In December 2008, I realized that I was probably sick. My PCP called it a head cold, bronchitis or whatever and prescribed antibiotics and cough medicine. He even had me take a stress thallium test to rule out a heart condition. No luck there, so next came a CT scan. The radiologist’s letter said “indication of pulmonary fibrosis." I asked my PCP to put that into English, but he said that it was hard to explain (chicken). He sent me to a pulmonologist who confirmed that I had some form of PF but had to rule out possible other causes. He had oxygen delivered to my house that night. After seeing more docs to rule out other possibilities, he sent me to Dr. Nathan at Inova Fairfax Hospital.
Dr. Nathan confirmed that I had end stage IPF, the worst possible, and said I needed a lung transplant or I wouldn’t be around in a year. He said that I needed to have a bunch of tests to show that I was strong enough for the surgery. He said that insurance companies like for a patient to have these tests performed on an outpatient basis, which gives the hospital’s rehabilitation program time to strengthen up the patient for surgery. “In your case," he said, "I don’t even want you to go home. Get admitted and we’ll give you all the tests here over the next few days.”
And that’s what I did. The next week I was placed on the UNOS list and two weeks later in April 2009, I was called to the hospital for transplantation by Dr. Speir. God bless my donor and donor family for their gift of love. And God bless the docs, nurse practitioners and staff at Inova Fairfax, my home away from home.
Recovery was a slow, arduous process. Luckily I have a wonderful wife who looked after me and a great family to help me along.
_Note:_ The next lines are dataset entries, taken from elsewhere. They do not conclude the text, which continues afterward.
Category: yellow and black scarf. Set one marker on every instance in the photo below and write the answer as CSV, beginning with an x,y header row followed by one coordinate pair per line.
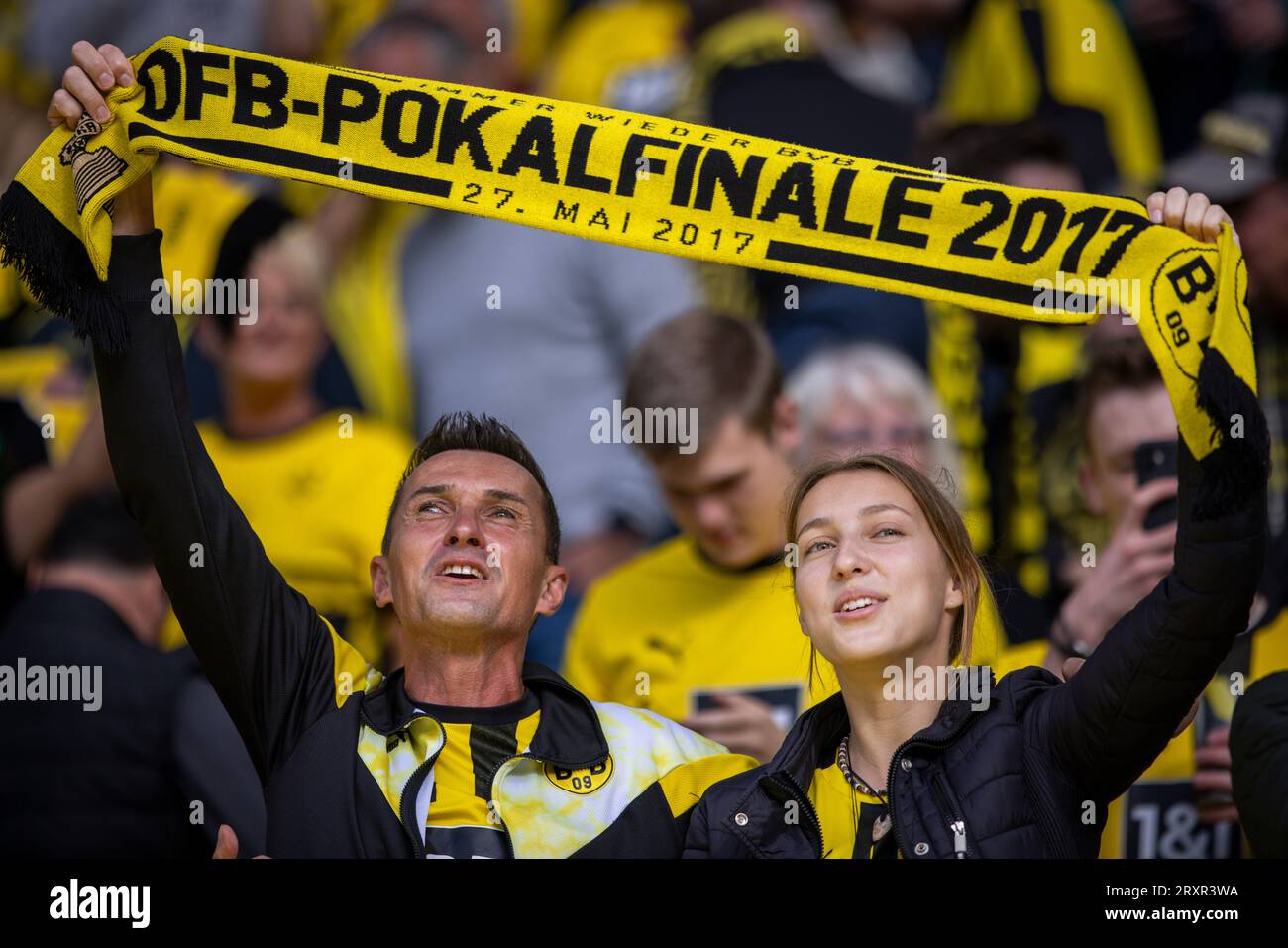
x,y
657,184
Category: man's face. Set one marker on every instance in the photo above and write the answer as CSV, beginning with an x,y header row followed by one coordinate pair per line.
x,y
728,494
872,584
1119,424
467,556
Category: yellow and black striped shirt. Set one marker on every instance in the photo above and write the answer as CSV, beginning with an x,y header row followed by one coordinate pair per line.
x,y
455,801
854,824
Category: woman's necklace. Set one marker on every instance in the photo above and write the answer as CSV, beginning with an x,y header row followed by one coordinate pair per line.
x,y
842,759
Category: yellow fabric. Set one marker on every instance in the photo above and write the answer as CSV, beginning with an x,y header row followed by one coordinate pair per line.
x,y
1160,802
193,206
669,630
318,501
707,194
365,316
686,785
1090,60
842,811
456,801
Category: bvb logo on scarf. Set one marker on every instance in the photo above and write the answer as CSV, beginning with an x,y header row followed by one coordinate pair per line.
x,y
657,184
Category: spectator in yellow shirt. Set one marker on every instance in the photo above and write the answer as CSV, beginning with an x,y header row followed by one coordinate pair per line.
x,y
314,483
703,627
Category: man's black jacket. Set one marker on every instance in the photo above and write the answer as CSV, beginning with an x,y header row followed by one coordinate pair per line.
x,y
340,749
1258,753
1033,775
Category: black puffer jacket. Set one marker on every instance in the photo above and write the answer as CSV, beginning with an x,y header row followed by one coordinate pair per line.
x,y
1030,776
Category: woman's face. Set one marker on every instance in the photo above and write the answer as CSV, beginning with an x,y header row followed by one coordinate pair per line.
x,y
872,584
287,337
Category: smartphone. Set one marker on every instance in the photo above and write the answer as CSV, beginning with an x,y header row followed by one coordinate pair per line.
x,y
1154,462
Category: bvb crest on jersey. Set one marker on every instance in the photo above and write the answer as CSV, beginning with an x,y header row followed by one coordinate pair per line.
x,y
581,781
A couple of complications sent me to the ER twice and I was readmitted to the hospital 9 months later with abdominal fluid buildup for returning to work too soon. But my new lung helped me through it all, causing no problems.
At first, I could hardly walk but after two years, I walked in the Washington Regional Transplant Community 5 K walk/run. My daughter joined me but I warned her that we would finish dead last . She said that dead last trumped not doing it at all. Well, I was right – dead last. My daughter took a picture of me finishing with nothing behind me except the sweep vehicle.
I still wrestle with other physical problems, but my new lung works just fine.